Aunque una idea ya sea conocida en el estado de la técnica puede haber secreto en la forma en que ha de ser configurada o en la reunión precisa de sus elementos y aplicación a un determinado elemento para hacerlo funcional
En el caso de autos, las acciones se dirigieron frente al trabajador, ingeniero técnico de profesión, despedido por una empresa que se incorporó a la plantilla de una empresa competidora a los que se acusaba de revelación de secretos -ex art. 13 Ley 15/2007 (Ley Defensa de la Competencia)- y de aprovechamiento de una infracción por violación de secretos -ex art. 14 LDC-, respectivamente.
Según resultó probado a lo largo del procedimiento, a resultas de la colaboración profesional entre el trabajador y su nueva empresa, esta lanzó al mercado unos monitores motorizados, que incluían un sistema de guiado por bolas proyectado por aquel durante su desempeño laboral en la empresa de la que fue despedido, que abarataba el producto y lo hacía más silencioso que en su versión anterior, que utilizaba un sistema de guiado mediante correa dentada.

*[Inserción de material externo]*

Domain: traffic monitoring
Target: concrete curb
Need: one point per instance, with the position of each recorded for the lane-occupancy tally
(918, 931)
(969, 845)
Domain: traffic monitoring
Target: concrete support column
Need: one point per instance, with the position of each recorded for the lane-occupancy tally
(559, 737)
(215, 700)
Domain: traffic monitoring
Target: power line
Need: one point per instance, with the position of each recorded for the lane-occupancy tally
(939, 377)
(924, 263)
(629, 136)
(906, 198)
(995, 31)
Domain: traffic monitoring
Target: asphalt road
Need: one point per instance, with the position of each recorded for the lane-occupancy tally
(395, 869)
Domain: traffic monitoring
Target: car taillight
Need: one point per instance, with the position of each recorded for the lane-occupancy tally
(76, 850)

Se trataba, en definitiva, de acciones de competencia desleal.
Pero, ¿en qué consiste la revelación de un secreto industrial?. Se discutía precisamente en el proceso si la información relativa al prototipo de elevación de monitores con aplicación del sistema de guiado de bolas diseñado en la primera empresa constituía o no un secreto propiamente dicho.
Pues bien, el art. 13.1 de la citada Ley 15/2007 (Ley Defensa de la Competencia) dice lo siguiente:
«1. Se considera desleal la divulgación o explotación, sin autorización de su titular, de secretos industriales o de cualquier otra especie de secretos empresariales a los que se haya tenido acceso legítimamente, pero con deber de reserva, o ilegítimamente, a consecuencia de alguna de las conductas previstas en el apartado siguiente o en el artículo 14«.

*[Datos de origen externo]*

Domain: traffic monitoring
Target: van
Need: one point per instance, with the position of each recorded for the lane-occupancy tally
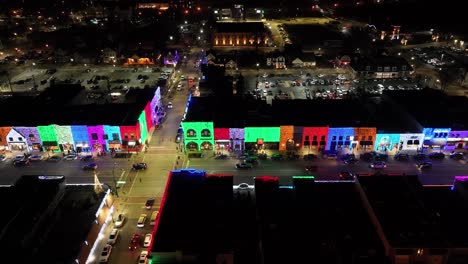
(154, 215)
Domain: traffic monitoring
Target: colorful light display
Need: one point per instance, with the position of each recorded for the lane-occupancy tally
(267, 134)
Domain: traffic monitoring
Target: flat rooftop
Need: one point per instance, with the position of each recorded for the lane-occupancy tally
(71, 105)
(205, 218)
(45, 219)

Sin embargo, una sentencia previa del Tribunal Supremo ya había señalado que, antes de la aprobación de la actual Ley 1/2019 (Ley de Secretos empresariales), y ante la falta de definición en ese artículo del concepto de secreto empresarial, este debía ser integrado con el Acuerdo sobre Aspectos de los Derechos de Propiedad Intelectual relacionados con el Comercio (ADPIC) que exige que, para que haya secreto, esa información:
-sea secreta, en el sentido de que no sea conocida ni fácilmente accesible para personas introducidas en los círculos en que normalmente se utiliza el tipo de información en cuestión.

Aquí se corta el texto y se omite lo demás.